Setelah ‘Am Ramadha, terjadi wabah ‘Taūn Amwās di wilayah Syam. Ribuan orang wafat termasuk beberapa sahabat Khalifah Umar bin Khaththab yakni Abu Ubaidah, Muadz bin Jabal, dan Suhail bin Amr. Maka Umar bin Khaththab mengeluarkan solusi jitu dengan sejumlah kebijakan:
1) penguasa dan warga, bersama melakukan taqarrub ilallah dengan cara memohon ampun dan memperbaiki diri di hadapan Allah.
2) mengirim kebutuhan pokok bagi masyarakat.
3) mengimbau masyarakat agar hemat mengonsumsi makanan yang ada.
4) menangguhkan pemungutan zakat peternakan.
Sebagai bentuk mendekatkan diri kepada Allah subhaanahu wa ta’ala, Umar menyampaikan, “Wahai manusia, bertakwalah kepada Allah dalam diri kalian, dan dalam urusan kalian yang tidak terlihat oleh manusia. Karena sesungguhnya aku diuji dengan kalian dan kalian diuji denganku. Aku tidak tahu apakah kemurkaan itu ditujukan kepada diriku dan bukan kepada kalian atau kemurkaan itu ditujukan kepada kalian dan bukan kepada diriku atau kemurkaan itu berlaku umum kepadaku dan juga kepada kalian. Karenanya, marilah marilah kita senantiasa berdoa kepada Allah agar Dia memperbaiki hati-hati kita, merahmati kita, dan mengangkat bencana ini dari kita.”

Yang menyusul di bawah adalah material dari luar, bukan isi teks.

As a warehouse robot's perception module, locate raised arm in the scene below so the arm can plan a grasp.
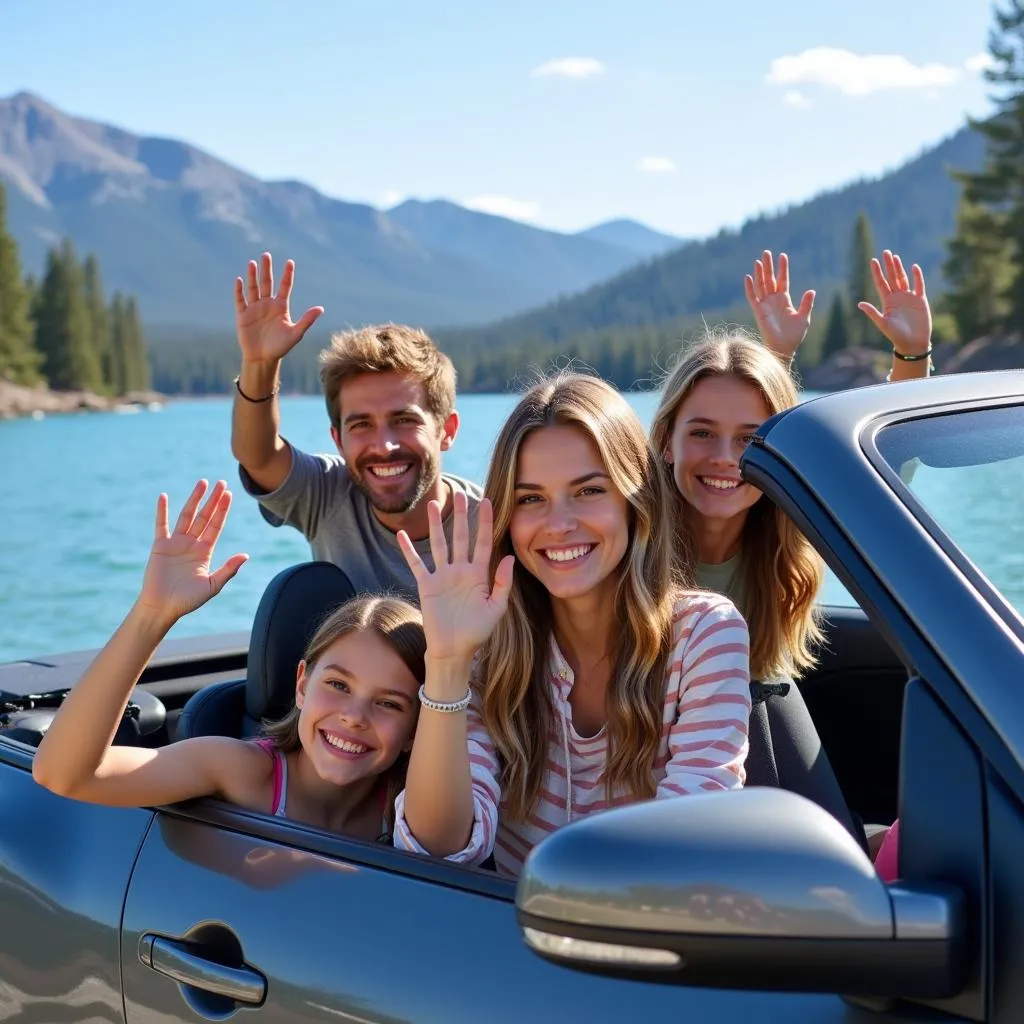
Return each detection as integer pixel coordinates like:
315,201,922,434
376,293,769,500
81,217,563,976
231,253,324,492
396,492,514,860
32,480,259,807
743,249,814,367
857,249,932,381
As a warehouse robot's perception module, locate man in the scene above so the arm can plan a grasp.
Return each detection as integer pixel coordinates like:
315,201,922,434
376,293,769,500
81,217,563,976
231,253,481,600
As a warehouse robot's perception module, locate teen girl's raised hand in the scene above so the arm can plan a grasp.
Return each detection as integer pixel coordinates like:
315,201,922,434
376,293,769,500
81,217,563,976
398,492,515,665
137,480,249,628
743,249,814,362
857,249,932,362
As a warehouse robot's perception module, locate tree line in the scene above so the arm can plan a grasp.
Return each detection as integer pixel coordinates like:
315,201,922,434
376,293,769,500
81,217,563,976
0,0,1024,394
0,182,150,395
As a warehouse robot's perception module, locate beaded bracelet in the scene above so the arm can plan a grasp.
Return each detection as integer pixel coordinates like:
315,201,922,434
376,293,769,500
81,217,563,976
893,345,935,362
234,375,281,404
420,686,473,715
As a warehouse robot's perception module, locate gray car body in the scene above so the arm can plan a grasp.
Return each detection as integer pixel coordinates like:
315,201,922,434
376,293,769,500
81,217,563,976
0,373,1024,1024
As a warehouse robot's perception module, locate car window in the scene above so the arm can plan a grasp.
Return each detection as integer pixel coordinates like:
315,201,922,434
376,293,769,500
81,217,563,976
876,404,1024,620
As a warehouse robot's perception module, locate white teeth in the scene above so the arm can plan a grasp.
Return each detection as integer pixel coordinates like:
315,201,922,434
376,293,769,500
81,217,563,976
322,732,370,754
544,544,594,562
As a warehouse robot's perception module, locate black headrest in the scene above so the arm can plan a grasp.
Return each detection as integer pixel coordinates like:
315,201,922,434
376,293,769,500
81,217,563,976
246,562,355,722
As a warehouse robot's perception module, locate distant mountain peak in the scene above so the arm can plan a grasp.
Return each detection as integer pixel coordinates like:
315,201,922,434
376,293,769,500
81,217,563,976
579,217,684,258
0,91,651,327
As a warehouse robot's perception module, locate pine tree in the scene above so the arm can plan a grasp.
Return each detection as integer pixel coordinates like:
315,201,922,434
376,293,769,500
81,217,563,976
846,210,884,348
950,0,1024,331
124,296,150,391
942,193,1015,341
821,292,862,362
83,253,112,390
36,239,102,391
0,182,42,384
110,292,128,394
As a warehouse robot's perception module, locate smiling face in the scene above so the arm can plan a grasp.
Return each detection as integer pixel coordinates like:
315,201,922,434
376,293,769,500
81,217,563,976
509,425,630,600
295,629,419,785
665,376,771,520
331,373,459,515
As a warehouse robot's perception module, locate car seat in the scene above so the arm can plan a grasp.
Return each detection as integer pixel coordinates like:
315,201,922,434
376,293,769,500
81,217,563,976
175,561,355,739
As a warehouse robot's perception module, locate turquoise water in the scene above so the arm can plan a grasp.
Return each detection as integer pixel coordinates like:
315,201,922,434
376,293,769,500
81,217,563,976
0,393,1024,662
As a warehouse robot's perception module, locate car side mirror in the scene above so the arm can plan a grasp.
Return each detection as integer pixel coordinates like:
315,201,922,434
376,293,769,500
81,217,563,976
516,787,969,998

Sedangkan kebijakan ekonomi yang dilakukan Umar bin Khaththab adalah dengan meminta bantuan melalui surat kepada para gubernur yang ada di beberapa wilayah seperti Abu Musa di Basrah, ’Amru bin Ash di Mesir, Mu’awiyah bin Abu Sufyan di Syam dan Sa’ad bin Waqs di Iraq, untuk mengirimkan kebutuhan pokok ke Madinah. Kepekaan dan kasih sayang yang ditunjukkan warga dan penguasa di wilayah lain, menunjukkan tingginya kemuliaan Islam.
Umar juga melarang warganya menyajikan minyak samin dan daging dalam satu hidangan. Pemimpin sekaliber Umar bin Khaththab hanya menyantap minyak zaitun selama masa sulit. Empati yang luar biasa ditunjukkan Umar dengan memosisikan hatinya sejajar dengan penderitaan rakyat.
Pemungutan zakat baru dilakukan di tahun setelahnya dengan mengambil dua bagian zakat, dari pemilik hewan. Separuhnya diberikan kepada orang-orang miskin dan sisanya dibawa kepada Umar untuk dibagikan.
Inilah sebaik-baik pemimpin yang pernah ada di masa kejayaan Islam. Negara menjadi sebuah institusi yang menerapkan aturan Allah. Para penguasanya memiliki ketakwaan yang tinggi, sehingga takut berbuat aniaya dan lalai terhadap rakyatnya. Mereka sadar bahwa kelak harus mempertanggungjawabkan kepemimpinan mereka di hadapan Allah.
Melihat potret Umar, menjadikan sekularisme tidak layak bersanding dengan Islam. Maka tak heran, ketika Islam diterapkan, mampu menghadirkan rahmat bagi semesta alam. Allahumma ahyanaa bil Islam. []
Lulu Nugroho, Muslimah Pengemban Dakwah dari Bandung.